Photo by Max Efrein.
One morning in late 2009, Betsy Barnes saw an article in the Arizona Republic telling about how women at a school in Mesa were preparing food packages for the school children in need of meals for their weekends.
That sparked curiosity in her husband Ron Barnes to find out what the food need was for children in the school systems within the quad cities.
He was shocked to find there was a tremendous need and no one was doing anything about it.
When the new school superintendent of Prescott Unified School District arrived the summer of 2010, Barnes met with him and said “we’re going to feed your hungry kids on the weekend.”
He quickly mapped out a plan, started recruiting volunteers, collected donations and named the effort the Hungry Kids Project.
Now, every week during the school year, Barnes and the 100-plus volunteers of the nonprofit raise money and purchase nutritious food to provide hundreds of area children with weekend meals.
“Just to give you an idea, this past week we fed around 500 kids who were identified as having no food or very little food for the weekend,” Barnes said.
Then, to assist in the summer months, the organization reached out to area leaders such as Brad Fain to obtain plots of land to form community gardens. The organization currently has one such garden in Prescott and another in Prescott Valley. The two gardens produce about 8,000 pounds of fresh produce.
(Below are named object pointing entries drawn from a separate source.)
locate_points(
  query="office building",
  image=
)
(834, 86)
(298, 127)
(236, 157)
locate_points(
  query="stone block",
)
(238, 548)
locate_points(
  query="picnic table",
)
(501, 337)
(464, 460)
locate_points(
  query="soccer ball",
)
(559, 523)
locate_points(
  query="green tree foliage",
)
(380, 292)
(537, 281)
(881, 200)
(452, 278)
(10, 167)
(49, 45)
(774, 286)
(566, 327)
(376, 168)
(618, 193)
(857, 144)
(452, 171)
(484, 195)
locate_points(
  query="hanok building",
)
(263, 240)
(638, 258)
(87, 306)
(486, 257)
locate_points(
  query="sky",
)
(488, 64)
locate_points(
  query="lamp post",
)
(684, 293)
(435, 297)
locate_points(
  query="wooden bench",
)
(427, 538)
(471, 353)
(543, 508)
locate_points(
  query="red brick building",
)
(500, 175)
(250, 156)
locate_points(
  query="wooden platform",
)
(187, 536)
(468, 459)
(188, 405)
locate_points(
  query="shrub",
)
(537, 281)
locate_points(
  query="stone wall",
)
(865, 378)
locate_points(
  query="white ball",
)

Just in Prescott, the organization serves 500 lunches and 400 breakfasts every Monday through Friday throughout the summer. To maintain the effort, the nonprofit has to raise at least $100,000 every year.
To recognize his accomplishments, the Yavapai Food Council honored Barnes with a Hunger Hero Award on Saturday in the parking lot of the Prescott Wal-Mart on Gail Gardner Way.
“I know where his heart is and he’s delivered the goods, so it was a natural decision to give him this award,” said Harvey Grady, Yavapai Food Council board chairman.
The Yavapai Food Council began a very similar mission to the Hungry Kids Project in 2009.
“How do you get food to hungry people?” Grady said. “We discovered the way to do that is to supply extra food to the food banks.”
Volunteers collect food donations from their neighbors every two months and package and deliver those donations to local food banks and school’s food supplement programs.
“It’s not a flash in the pan,” Grady said. “We now have over 1,500 food donors.”